Nella finale del torneo Atp 250 di Cordoba 2022 Ramos Vinolas batte in tre set il cileno Tabilo

8 Febbraio 2022
Sandro Columbaro

Il trentaquattrenne giocatore spagnolo vince il quarto titolo, il primo in terra sudamericana.

Ha vinto Albert Ramos Vinolas battendo in finale il player cileno, proveniente dalle qualificazioni, Alejandro Tabilo. Lo ha fatto dopo aver perso il primo set e recuperando da 1-4 nel terzo. Ha incominciato a pressare di diritto, che fino a quel momento non aveva funzionato come al solito, e a sbagliare molto meno anche di rovescio approfittando, bisogna dirlo, di un calo dell’avversario che si mostrava finalmente umano.

Tabilo fino a quel momento lo aveva messo in difficoltà con variazioni continue sia di diritto che di rovescio, accelerazioni da fondo, palle corte, ottimi servizi, spesso a uscire, insomma un repertorio di colpi da giocatore vero.
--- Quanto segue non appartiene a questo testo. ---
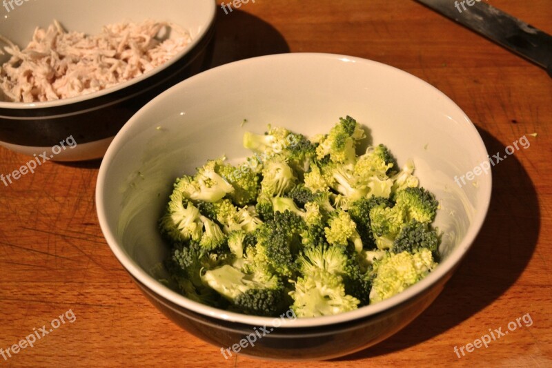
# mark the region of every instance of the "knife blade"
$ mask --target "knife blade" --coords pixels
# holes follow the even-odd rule
[[[529,59],[552,77],[552,36],[481,0],[416,0]]]

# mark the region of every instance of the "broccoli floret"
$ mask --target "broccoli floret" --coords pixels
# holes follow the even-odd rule
[[[372,283],[370,302],[377,303],[400,293],[426,277],[436,266],[431,251],[425,248],[414,253],[388,253],[374,262],[376,275]]]
[[[291,277],[295,273],[294,258],[302,246],[302,235],[306,228],[299,216],[285,211],[275,212],[274,218],[258,229],[258,251],[279,275]]]
[[[319,165],[325,166],[328,162],[320,163]],[[312,192],[327,192],[330,190],[330,186],[326,181],[322,171],[320,170],[319,164],[313,164],[310,169],[304,177],[304,187],[310,189]]]
[[[318,269],[339,275],[351,272],[349,255],[342,246],[318,245],[306,248],[297,255],[295,262],[303,275],[309,275]]]
[[[241,313],[263,317],[276,317],[288,307],[284,288],[252,289],[239,295],[234,307]]]
[[[273,157],[264,164],[261,182],[261,192],[270,197],[280,197],[295,186],[293,171],[280,157]]]
[[[246,274],[225,264],[207,271],[201,278],[238,312],[275,316],[285,307],[284,287],[275,276]]]
[[[244,207],[239,209],[228,219],[224,231],[228,233],[244,230],[246,233],[254,231],[263,222],[259,218],[255,207]]]
[[[255,210],[259,213],[259,217],[264,222],[274,218],[274,207],[272,204],[272,197],[261,194],[257,198]]]
[[[379,249],[391,249],[395,237],[407,222],[406,211],[400,206],[382,203],[370,210],[370,224]]]
[[[186,198],[192,200],[217,202],[234,188],[216,172],[216,168],[222,164],[222,159],[211,160],[197,168],[197,173],[191,177],[185,175],[180,180],[182,191]]]
[[[306,202],[313,201],[315,197],[314,193],[303,184],[294,186],[286,196],[292,198],[302,209],[305,208]]]
[[[198,240],[203,233],[199,210],[184,198],[182,180],[177,180],[170,195],[167,210],[159,221],[161,233],[172,240]]]
[[[234,231],[228,235],[228,248],[237,258],[244,257],[244,249],[245,248],[244,241],[246,235],[247,233],[243,230]]]
[[[322,172],[330,186],[348,202],[364,198],[368,193],[368,188],[343,165],[330,164],[322,168]]]
[[[406,188],[415,188],[420,185],[420,180],[413,175],[414,172],[414,162],[409,159],[401,171],[391,177],[393,181],[391,188],[392,197],[395,193]]]
[[[352,168],[356,159],[356,141],[365,137],[364,131],[356,120],[348,116],[339,122],[320,141],[316,148],[317,158],[329,155],[335,163],[348,165]]]
[[[259,180],[250,166],[244,165],[238,168],[232,165],[219,165],[216,171],[234,188],[228,195],[234,203],[242,207],[255,202],[260,188]]]
[[[436,258],[439,245],[437,232],[425,222],[413,220],[404,227],[395,239],[393,251],[398,253],[404,251],[413,253],[420,248],[429,249]]]
[[[371,197],[362,198],[353,202],[349,206],[348,213],[351,218],[357,224],[357,231],[360,235],[362,245],[365,249],[371,249],[376,247],[375,239],[372,233],[372,226],[370,221],[370,211],[381,204],[386,207],[391,206],[388,200],[382,197]]]
[[[351,242],[357,253],[362,251],[362,240],[357,231],[357,224],[351,220],[348,213],[338,210],[330,218],[328,224],[329,226],[324,228],[324,231],[328,243],[346,247]]]
[[[355,164],[355,175],[368,180],[372,176],[387,178],[396,165],[395,158],[383,144],[368,147]]]
[[[397,192],[396,206],[406,211],[409,219],[431,222],[435,218],[439,202],[435,195],[423,188],[406,188]]]
[[[197,201],[197,204],[201,215],[221,225],[228,225],[237,211],[232,202],[226,198],[215,202]]]
[[[223,247],[226,243],[227,238],[220,226],[205,216],[200,216],[199,219],[204,226],[199,245],[207,251],[214,251]]]
[[[312,159],[316,157],[317,146],[302,134],[290,133],[287,140],[290,142],[283,155],[290,166],[302,177],[310,169]]]
[[[357,309],[360,301],[345,293],[340,276],[322,269],[297,278],[295,289],[289,293],[293,298],[292,309],[297,317],[331,316]]]
[[[285,128],[273,128],[269,125],[264,135],[246,132],[244,134],[244,147],[256,153],[277,155],[290,146],[297,139],[296,136]]]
Ramos Vinolas l’anno scorso arrivò in finale perdendo in modo inaspettato dal giovanissimo Juan Manuel Cerundolo, questa è la prima vittoria a livello Atp in terra sudamericana.

Il catalano fino alla finale non aveva perso un set. Ha battuto lo slovacco Martin, il peruviano Varillas costretto al ritiro nel secondo set, e Sonego che come al solito ha fatto una partita molto generosa. Lorenzo ha perso il primo set al tie-break dove si è fatto recuperare dal 5-2 e nel secondo non ha sfruttato le tante palle break che ha avuto.

Parlo di Lorenzo purtroppo sempre con i soliti toni perché non riesce a fare quel salto di qualità in termini di continuità di risultati che il suo impegno meriterebbe. Nei momenti decisivi non riesce a giocare al meglio e fa troppi errori gratuiti.

In semifinale il giocatore di Barcellona, uno dei veri pochi specialisti che sul rosso esprimono il miglior gioco, ha sconfitto il giocatore di casa Ignacio Londero che si fece conoscere quando vinse nel 2019 la prima edizione di questo torneo.

Negli ultimi due anni Londero ha vissuto un periodo di profonda crisi. Troppe sono state le sconfitte al primo turno. Il suo diritto potente e preciso non ha più funzionato. In questo torneo, nel quale gli organizzatori gli hanno concesso una wild card, ha mostrato che è un gran lottatore ed è ancora in grado di esprimersi, almeno sulla terra, su discreti livelli.

Nel match contro Vinolas ha giocato una partita quasi alla pari. Il primo set dopo un sostanziale equilibrio si è concluso al tie-break, mentre nel secondo il match si è molto vitalizzato sul finale. Determinanti i break dello spagnolo all’ottavo e al decimo gioco anche se Londero ha provato a rimanere in partita, sostenuto dal pubblico, fino all’ultimo strappando a 0 il servizio all’avversario al nono gioco.

Tabilo proveniente dalle qualificazioni ha sconfitto in modo perentorio l’argentino Francisco Cerundolo, lo spagnolo Taberner, nei quarti l’argentino Baez che molti ricorderanno arrivare fino alle semifinali nel torneo Next Gen di Milano lo scorso autunno, e in semifinale battere il n°1 del seeding, Schwartzman.

Cordoba a Diego Schwartzman non porta certo fortuna. Due anni fa si fermò in finale contro Garin, lo scorso anno perse da Ramos Vinolas.

Diego è apparso fuori condizione contro un avversario che giocava un ottimo diritto anomalo e sempre in pressione. Alejandro ha servito molto bene. Nei momenti di difficoltà è stato sostenuto da ottime prime che hanno fatto la differenza. Buone anche le variazioni di gioco del cileno spesso giocate con palle corte millimetriche.

Nel primo set Tabilo ha brekkato due volte consecutivamente. Inutile il controbreak al quinto game da parte del giocatore argentino. Il cileno ha chiuso al nono gioco, dopo un game molto combattuto, con un ace.

Schwartzman nel secondo set ha reagito e ha recuperato dal 3-5 con un break al decimo gioco andando avanti nel successivo. Pronta reazione di Alejandro che su suo servizio ha raggiunto il jeu decisif. Il tie-break è stato giocato punto a punto. Il cileno ha mostrato lucidità e freddezza nei punti che hanno deciso il match.

Per Vinolas la stagione non poteva incominciare meglio. Tabilo ha dimostrato di essere un giocatore che è in grado di competere a buon livello almeno sulla terra rossa. I prossimi tornei che si giocheranno in sud America e soprattutto quelli primaverili che si disputeranno in Europa ci diranno qual è il suo valore odierno.